An early morning fishing trip with #1 son occasioned a discussion of the growing difficulty I have getting up early to go fishing. Frankly, if I don't have someone that I know will be waiting for me at the dock, more often than not I will turn off the alarm and go back to sleep. I love to fish, but the older I get the harder it gets to start my motivation motor first thing in the AM.
Our discussion reminded me of an OCS story that I shared with #1. The summer between my junior and senior year in college (or the close approximation Ole Miss is to a college), I spent 6 weeks at Quantico, Virginia, undergoing that prospective Marine officer rite of passage that is OCS. For 5 and 1/2 weeks the latest we were allowed to sleep was until 0500, and most mornings reveille went an hour or two earlier than that. By the time our last week of training arrived, we were pretty much asleep on our feet most of the time. Consequently, there are huge chunks of time from that experience that have no home in a wrinkle in the shriveled grey matter of my brain housing group.

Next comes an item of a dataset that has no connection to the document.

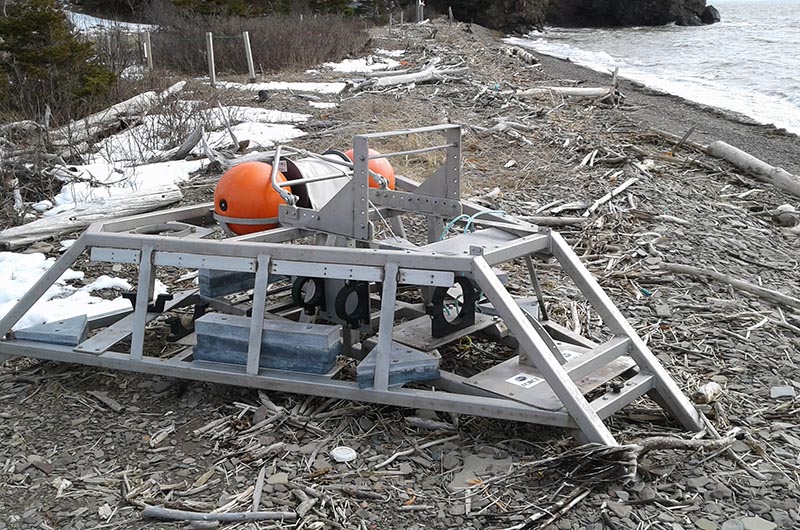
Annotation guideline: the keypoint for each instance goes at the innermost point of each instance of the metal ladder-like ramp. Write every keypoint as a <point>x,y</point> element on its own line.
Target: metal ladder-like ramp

I do remember, however, that the evening before one of our last days, our DI strode purposely into our platoon's open squadbay and announced, "Listen up, Candidates. Lights out at 2100; reveille at 0600." We remained at the position of attention while he about faced and marched out. As soon as the double doors at the end of the squad bay swung closed behind him, all 50 of us broke into a resoundingly joyful, "OOOORAH!!
The candidate whose bunk was next to mine and who stood next to me in every formation for six weeks, was a Texas A&M Aggie named Ned Hertberg. Unlike most of his unsufferably loud and obnoxious Aggie brethren, Ned was quiet, studious, and an easy guy to like. He rarely commented on any situation we were in, but his observation at this point is one I will likely never forget. He turned to me and said, "Never thought I'd cheer about getting up at six in the morning."
Ned was killed a few years later when the wing of the A-6 fighter bomber, on which he was the bombadier/navigator, came apart at the bottom of a bomb run over the California desert.